AMES, Iowa -- Iowa pork producers who send their animals to Iowa packing plants should be aware of Japan's recent announcement regarding implementation of maximum residue limits (MRLs) for agricultural chemicals, antibiotics and feed additives in imported meat and meat products. This system is similar to the current USA system, but with some differences in levels. Iowa State University Extension swine veterinarian James McKean says that, in effect, these MRLs will become the safe limit for chemicals in food when the requirements become effective on May 29, 2006.
“There are some differences between withdrawal times in the United States and Japan based on the new MRLs, but under most conditions, strict observance of the U.S. withdrawal times also will meet the Japanese MRLs,” he said. “However, there are systematic differences. U.S. MRLs are based on 'target' tissue levels, like in the kidney, liver, muscle and fat, while Japan has established MRLs for many tissues and for processed meats. Japan is more likely to specifically test observed injection sites for residues than the USA, which would require a longer withdrawal time for various products.”
The new MRLs affect all food species (cattle, swine, poultry), including all fresh, frozen and processed products, and offal imported into Japan. The requirements also pertain to domestic Japanese products.

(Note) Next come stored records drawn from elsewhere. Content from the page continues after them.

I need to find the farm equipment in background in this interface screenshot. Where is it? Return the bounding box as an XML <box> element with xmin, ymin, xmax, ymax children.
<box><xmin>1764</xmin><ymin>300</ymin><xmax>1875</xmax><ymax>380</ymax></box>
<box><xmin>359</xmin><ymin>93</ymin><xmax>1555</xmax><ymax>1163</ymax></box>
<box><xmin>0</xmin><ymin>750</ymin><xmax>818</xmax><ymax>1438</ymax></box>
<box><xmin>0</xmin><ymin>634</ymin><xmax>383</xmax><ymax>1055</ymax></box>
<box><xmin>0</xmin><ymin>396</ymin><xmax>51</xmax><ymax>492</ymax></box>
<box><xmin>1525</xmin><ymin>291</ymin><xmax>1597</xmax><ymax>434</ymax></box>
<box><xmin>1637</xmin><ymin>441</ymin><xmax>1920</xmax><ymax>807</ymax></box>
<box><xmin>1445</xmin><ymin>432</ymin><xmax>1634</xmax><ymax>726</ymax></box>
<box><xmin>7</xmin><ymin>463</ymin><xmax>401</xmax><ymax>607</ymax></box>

U.S. packers have been informed of these changes and likely have begun communications with their clients and customers about these changes. But because the timeline to the May 29 implementation date is so short, McKean urges all producers to immediately check with their packer and veterinary practitioner about whether changes to production practices or drug selection are needed.

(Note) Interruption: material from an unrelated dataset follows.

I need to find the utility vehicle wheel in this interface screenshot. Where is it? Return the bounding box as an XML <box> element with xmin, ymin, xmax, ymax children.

Producers can find details for specific drugs on a special section of the National Pork Board’s Web site. This Pork Checkoff-funded site (www.pork.org/producers/JapanMRL.aspx) features information supplied by drug and pharmaceutical manufacturers for U.S. and Japanese residue MRLs and withdrawal times.
If violations occur, the results and subsequent financial ramifications for the industry could be sobering. It’s important for producers to use even greater care in selecting and administering drugs, particularly injectable forms for heavier weight pigs.
“On imported products, a first violation found within a one-year period may trigger a 50 percent inspection of all shipments from that species, country and/or production type,” McKean said. “A second violation may cause 100 percent inspection and increased testing. Also, the product is held until results are known, and importers may be required to pay for the testing and costs of holding the products until cleared. These consequences make finding even one violation an issue for all producers.”